>That's kind of why the Jays will be perennial 3rd or 4th placers. With the payrolls the Yanks and Sox put out, it's hard to compete when you're stingy. It's not like the Jays organisation couldn't afford to compete; they just don't seem to want to.
We went through that for years here in Philly, and then it changed, and you can see the results. FWIW, though, the Phils' recent quality is due in great part to building a really good farm system. A significant number of the great players (off the top of my head, Rollins, Utley, Howard, Hamels, Victorino, Happ) came up through the Phils' system. Plus there were enough more to trade for quality players.

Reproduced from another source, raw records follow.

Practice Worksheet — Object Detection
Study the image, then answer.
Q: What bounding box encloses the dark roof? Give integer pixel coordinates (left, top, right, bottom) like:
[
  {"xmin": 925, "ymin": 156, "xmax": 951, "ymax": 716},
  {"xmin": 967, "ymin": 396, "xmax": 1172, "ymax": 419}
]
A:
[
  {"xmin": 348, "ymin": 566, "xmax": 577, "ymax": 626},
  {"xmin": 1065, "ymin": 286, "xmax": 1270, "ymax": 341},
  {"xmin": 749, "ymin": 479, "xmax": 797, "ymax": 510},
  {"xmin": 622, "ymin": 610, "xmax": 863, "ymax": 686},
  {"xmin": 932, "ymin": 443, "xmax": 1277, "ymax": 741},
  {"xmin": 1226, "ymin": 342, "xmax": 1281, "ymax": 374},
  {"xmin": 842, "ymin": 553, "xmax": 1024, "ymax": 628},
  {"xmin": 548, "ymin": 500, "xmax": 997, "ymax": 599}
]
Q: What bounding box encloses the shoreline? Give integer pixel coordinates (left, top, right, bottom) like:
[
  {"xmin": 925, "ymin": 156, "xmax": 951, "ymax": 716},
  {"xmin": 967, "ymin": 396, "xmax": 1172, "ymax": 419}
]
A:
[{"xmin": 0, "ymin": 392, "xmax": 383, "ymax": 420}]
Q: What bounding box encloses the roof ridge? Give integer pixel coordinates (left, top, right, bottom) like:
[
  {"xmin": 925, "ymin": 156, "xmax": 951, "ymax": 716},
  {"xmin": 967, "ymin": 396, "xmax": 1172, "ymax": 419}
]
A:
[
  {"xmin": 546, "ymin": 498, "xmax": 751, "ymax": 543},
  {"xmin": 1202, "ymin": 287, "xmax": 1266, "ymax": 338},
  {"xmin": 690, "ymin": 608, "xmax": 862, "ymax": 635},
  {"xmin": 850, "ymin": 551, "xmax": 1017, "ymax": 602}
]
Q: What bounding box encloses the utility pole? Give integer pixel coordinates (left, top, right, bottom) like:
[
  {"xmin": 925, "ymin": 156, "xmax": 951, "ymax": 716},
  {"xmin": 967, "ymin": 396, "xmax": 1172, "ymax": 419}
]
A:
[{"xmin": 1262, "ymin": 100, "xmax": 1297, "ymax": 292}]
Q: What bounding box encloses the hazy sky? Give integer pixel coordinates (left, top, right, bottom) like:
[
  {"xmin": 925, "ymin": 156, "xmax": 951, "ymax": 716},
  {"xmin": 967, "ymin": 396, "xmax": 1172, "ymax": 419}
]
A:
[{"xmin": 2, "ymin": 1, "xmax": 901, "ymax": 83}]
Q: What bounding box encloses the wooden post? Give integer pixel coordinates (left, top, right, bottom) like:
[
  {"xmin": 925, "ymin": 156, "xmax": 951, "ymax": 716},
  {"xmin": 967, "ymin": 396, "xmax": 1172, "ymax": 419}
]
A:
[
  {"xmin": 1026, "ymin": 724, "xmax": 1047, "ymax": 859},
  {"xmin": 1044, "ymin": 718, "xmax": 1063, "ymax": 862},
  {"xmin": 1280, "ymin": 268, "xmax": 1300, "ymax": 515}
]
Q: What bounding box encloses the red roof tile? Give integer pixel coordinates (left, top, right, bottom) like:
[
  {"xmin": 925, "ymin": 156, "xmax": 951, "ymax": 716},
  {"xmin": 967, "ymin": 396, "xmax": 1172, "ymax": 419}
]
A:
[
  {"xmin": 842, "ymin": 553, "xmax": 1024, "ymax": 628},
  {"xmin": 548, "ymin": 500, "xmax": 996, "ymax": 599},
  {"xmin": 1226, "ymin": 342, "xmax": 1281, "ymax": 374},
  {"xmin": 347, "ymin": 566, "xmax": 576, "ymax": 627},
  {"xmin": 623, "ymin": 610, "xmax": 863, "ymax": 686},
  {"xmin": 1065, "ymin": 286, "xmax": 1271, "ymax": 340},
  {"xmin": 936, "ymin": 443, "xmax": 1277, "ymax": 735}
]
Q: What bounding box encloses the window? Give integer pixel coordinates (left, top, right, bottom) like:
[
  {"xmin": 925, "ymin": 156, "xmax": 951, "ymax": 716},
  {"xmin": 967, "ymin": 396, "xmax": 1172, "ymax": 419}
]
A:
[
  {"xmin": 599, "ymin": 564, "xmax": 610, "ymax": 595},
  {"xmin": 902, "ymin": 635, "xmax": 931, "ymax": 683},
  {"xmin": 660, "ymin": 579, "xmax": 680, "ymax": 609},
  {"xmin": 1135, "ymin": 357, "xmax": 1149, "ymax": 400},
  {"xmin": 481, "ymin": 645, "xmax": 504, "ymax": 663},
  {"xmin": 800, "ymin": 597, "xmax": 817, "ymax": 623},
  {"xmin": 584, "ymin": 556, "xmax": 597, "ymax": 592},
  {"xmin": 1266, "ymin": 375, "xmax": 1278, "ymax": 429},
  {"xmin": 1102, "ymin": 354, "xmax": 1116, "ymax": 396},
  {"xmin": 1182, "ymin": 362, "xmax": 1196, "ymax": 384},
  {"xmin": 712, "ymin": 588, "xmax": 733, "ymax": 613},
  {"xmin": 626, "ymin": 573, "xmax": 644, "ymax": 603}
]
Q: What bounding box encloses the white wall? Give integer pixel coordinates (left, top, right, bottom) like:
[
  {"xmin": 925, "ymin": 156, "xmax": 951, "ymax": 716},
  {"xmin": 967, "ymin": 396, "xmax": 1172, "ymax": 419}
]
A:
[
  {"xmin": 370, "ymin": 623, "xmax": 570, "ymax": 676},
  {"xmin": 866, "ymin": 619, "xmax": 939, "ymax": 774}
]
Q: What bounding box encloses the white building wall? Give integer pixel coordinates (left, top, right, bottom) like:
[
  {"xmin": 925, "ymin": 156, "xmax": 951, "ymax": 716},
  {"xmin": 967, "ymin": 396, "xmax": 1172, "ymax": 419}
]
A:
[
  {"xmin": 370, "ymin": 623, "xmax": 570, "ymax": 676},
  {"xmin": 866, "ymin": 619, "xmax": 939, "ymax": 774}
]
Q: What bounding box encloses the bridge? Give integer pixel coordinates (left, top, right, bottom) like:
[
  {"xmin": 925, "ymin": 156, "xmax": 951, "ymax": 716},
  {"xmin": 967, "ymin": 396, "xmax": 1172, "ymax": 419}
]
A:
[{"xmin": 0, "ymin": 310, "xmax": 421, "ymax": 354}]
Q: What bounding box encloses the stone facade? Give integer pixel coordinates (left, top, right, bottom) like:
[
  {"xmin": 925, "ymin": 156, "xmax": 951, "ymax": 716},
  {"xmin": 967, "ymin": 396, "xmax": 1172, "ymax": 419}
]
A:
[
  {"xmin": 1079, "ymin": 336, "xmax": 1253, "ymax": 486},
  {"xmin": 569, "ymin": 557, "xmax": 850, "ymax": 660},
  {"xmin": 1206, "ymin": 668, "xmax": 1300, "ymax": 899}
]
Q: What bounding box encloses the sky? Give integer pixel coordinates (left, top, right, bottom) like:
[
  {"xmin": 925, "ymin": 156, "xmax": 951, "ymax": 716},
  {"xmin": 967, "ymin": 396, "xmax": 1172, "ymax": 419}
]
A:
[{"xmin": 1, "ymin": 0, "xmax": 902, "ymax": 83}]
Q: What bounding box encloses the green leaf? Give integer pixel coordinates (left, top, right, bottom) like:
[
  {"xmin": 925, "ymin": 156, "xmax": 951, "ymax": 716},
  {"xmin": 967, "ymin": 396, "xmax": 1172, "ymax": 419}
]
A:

>The other problem is the lack of a balanced schedule. Thanks to TV advertising and owner greed, the Jays are stuck playing far too often against the Yanks and the Sox. They'll never bring in a balanced schedule no matter how much clamouring there may be for it.
I don't think I'd favor a totally balanced schedule. It makes sense to me that you play your division teams more. That said, the current system is nuts. 18-19 games against each division (Thank you, o baseball gods, for putting Washington in our division <g>), and only 6-7 against each other team in the league. With interleague play, you sometimes have as many games against a team in the other league as against most other teams in your league.
The schedule they had back in the two-division, 6-teams-per-division scheme made a lot of sense to me: 18 against each division team, 12 against the ones in the other division. Not balanced, but an appropriate imbalance.